Спустя несколько месяцев я с подругами отправилась на вечеринку к двоюродному брату одной из одноклассниц. Родной брат Ксюши был сильно старше и очень строг к ней. Ее двоюродного брата мы воспринимали точно так же, как и его, и считали, что ничего плохого на той вечеринке случиться не должно. Но все напились, и когда мне стало плохо, я ушла полежать в соседнюю комнату. Остальное знаю только со слов одноклассниц. Одна из них пришла на вечеринку позже остальных и, когда среди гостей не нашла меня, отправилась на поиски в соседнюю комнату. Там она обнаружила пыхтящего двоюродного брата Ксюши уже на мне. Она вытянула меня из-под парня и устроила скандал, хотела вызвать милицию. Но говорит, что я сама тогда испугалась и отговорила ее. Таким оказался мой второй сексуальный опыт. Оба раза я была без сознания, и что такое секс, вопрос очень волнительный для подростка, я так и не понимала. Фактически да, но по эмоциям и ощущениям – в голове никакой информации.
На третий раз я согласилась уже сама, из любопытства. Опыт оказался болезненным и неудачным, я была очень зажата и процесс причинял боль. Почему все так много говорили о сексе, для меня тогда осталось загадкой. Ничего хорошего в нем нет, теперь-то уж я знала.

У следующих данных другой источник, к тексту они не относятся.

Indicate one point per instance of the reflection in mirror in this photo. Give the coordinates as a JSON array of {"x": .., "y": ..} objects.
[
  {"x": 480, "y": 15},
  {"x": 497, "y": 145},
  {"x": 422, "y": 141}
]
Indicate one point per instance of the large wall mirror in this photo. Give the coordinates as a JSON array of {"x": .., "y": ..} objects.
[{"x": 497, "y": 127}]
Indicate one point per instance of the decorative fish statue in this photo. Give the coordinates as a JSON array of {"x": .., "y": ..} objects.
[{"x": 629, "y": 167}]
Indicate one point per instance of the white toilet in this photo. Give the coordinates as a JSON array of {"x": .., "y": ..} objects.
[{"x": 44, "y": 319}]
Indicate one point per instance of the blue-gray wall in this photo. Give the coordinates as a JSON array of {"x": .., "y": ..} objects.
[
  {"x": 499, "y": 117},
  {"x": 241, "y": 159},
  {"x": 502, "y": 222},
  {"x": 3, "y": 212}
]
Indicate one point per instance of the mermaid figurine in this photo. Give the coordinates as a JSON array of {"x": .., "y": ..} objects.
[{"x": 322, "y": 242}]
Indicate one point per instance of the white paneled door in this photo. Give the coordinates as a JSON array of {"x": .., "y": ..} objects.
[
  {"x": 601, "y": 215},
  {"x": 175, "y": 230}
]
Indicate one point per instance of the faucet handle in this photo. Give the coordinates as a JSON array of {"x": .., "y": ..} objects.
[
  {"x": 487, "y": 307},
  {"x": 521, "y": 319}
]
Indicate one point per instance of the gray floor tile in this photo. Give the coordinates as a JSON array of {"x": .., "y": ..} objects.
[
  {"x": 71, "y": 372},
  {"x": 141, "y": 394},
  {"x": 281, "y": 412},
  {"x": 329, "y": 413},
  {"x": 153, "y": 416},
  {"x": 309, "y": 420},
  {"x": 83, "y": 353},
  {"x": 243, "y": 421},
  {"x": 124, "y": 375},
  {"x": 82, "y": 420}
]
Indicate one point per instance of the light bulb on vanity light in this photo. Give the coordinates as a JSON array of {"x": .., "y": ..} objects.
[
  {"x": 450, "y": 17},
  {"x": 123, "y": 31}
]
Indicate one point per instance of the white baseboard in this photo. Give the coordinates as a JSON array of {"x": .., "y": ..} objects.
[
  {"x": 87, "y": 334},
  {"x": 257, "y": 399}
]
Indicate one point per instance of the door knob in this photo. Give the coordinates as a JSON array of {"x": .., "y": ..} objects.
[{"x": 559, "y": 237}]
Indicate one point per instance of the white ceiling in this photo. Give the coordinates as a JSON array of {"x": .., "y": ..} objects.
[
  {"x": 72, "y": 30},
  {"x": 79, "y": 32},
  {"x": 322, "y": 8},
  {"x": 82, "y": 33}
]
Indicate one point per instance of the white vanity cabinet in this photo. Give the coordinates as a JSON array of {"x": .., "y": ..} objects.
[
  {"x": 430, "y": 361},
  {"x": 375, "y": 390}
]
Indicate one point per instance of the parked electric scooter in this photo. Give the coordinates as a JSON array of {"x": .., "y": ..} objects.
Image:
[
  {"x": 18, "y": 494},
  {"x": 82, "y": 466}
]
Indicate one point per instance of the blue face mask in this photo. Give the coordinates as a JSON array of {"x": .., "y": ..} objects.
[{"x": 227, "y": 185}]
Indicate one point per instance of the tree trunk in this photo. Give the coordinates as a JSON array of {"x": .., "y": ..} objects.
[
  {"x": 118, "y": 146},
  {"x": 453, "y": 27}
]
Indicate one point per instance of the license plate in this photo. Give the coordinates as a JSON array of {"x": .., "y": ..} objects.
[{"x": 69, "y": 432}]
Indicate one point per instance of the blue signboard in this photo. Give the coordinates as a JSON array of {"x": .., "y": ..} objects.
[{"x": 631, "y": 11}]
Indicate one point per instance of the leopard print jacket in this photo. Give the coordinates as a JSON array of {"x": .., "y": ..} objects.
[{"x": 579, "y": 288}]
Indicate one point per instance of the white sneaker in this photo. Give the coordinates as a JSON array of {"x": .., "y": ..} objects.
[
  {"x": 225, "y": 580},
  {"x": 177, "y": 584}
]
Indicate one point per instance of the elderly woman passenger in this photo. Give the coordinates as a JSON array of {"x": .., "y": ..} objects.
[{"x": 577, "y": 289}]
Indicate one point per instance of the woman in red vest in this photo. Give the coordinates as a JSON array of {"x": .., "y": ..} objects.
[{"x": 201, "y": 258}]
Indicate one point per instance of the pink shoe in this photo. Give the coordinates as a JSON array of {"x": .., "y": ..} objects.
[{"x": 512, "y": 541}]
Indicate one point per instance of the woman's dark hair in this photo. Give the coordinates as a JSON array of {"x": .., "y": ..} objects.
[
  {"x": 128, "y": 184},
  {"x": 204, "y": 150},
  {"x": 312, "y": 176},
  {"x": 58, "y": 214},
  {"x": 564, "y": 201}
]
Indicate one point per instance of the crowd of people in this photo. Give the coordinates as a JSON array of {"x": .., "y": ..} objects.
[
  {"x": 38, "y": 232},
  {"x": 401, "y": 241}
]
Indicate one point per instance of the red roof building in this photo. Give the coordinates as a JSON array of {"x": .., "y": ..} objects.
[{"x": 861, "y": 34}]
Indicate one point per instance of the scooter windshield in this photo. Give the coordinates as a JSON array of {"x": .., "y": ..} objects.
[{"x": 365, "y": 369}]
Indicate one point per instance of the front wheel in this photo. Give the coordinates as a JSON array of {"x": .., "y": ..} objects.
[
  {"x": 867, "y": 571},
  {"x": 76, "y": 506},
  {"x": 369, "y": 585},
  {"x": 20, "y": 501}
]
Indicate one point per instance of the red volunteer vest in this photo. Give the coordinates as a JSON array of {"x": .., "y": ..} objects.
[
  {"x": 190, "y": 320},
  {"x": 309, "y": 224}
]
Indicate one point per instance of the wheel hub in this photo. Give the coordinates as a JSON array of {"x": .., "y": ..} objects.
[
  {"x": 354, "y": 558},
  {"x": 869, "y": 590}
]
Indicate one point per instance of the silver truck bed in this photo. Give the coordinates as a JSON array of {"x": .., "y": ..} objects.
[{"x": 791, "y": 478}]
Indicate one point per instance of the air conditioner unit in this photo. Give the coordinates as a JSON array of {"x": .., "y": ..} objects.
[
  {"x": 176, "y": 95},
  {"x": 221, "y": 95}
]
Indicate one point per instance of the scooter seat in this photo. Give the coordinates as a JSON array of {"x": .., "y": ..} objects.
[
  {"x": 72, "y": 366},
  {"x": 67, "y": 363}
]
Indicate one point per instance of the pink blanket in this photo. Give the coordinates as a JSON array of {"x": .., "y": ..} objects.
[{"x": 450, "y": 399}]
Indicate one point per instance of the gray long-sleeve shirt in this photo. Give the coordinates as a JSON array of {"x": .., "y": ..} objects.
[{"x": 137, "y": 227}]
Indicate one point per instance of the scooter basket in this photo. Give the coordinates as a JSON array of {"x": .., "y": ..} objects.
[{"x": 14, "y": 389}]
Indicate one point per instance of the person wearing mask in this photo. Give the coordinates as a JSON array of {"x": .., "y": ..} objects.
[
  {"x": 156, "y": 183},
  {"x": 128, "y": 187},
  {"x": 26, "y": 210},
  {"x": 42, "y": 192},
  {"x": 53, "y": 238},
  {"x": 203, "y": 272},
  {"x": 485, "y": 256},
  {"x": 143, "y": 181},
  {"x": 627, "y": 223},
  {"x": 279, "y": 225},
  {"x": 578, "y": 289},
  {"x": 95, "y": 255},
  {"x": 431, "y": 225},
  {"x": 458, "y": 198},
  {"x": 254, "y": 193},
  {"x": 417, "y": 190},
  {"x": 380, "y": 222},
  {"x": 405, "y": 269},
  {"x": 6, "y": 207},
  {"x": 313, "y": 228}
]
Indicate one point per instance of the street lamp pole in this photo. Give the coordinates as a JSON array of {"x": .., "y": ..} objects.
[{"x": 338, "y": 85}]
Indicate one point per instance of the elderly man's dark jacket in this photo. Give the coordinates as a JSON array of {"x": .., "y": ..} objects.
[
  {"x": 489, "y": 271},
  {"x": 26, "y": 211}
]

В этот же период у нас с мамой произошел конфликт, который изменил всю мою жизнь. В день молодежи в Татарстане проходят народные гуляния, все собираются на Майдане. Из кафешек и с площади орет громкая музыка. Народ отдыхает и веселится. В тот день мама разрешила мне задержаться на празднике до полуночи. Но мы с девчонками припозднились, и я вернулась в два. Попасть домой не смогла, на мой звонок в дверь мама не открыла. Брат Максим потом рассказывал, что слышал, как кто-то приходил ночью, но ему было лень вставать. Ключей почему-то у меня с собой не было. Этого я не помню. После нескольких звонков и тишины за дверью я отправилась к своим подружкам в соседний квартал. Мы вместе гуляли на Майдане до этого и разошлись у моего дома. Моему появлению они не удивились, мне и раньше удавалось отпрашиваться у мамы и оставаться у них с ночевками. (Однажды мама даже отпустила меня к Эльмире с Эльвирой в деревню за 200 километров, встречать Новый год. Сестры-татарочки были моими близкими подругами, наши мамы нам доверяли.) Я дошла до них среди ночи, и мы легли спать. А утром нас разбудил телефонный звонок. В трубке был голос моей мамы. Она резко и раздраженно велела мне явиться домой.
Фотографии мамы в юности и меня в детстве, у бабушки в квартире.
Через полчаса я была дома и понимала, что сейчас разразится новый скандал. Мама рассказывает, что сил на конфликт у нее не было. Она долго не могла уснуть ночью, волновалась, а утром проснулась разбитой. То, что я приходила ночью и звонила в дверь, – она не слышала и по сей день это отрицает. Но говорит, что срываться на меня все равно не планировала. Главное ведь, что вернулась целой и невредимой.
Я пришла домой уже взвинченной от волнения перед предстоящими нравоучениями. На мне была чужая одежда (мы с девчонками часто менялись нарядами). Мама сделала мне замечание по этому поводу, я грубо ответила – она сорвалась. Мама схватила металлическую трубу от пылесоса и стала бить меня по ногам. Я от ярости и боли перешла на мат. Кричала, что никогда ей этого не прощу. Когда мама, наконец, остановилась, мои ноги, руки и спина были в красных полосах от ударов. Я ревела белугой и кричала, что, подняв на меня руку, она сделала свой выбор. Теперь я ухожу из дома, и она меня больше никогда не увидит. Примитивный такой подростковый максимализм. Мама сказала: «Хорошо, но ты не заберешь из этого дома ни одной вещи, потому что ничего твоего здесь нет».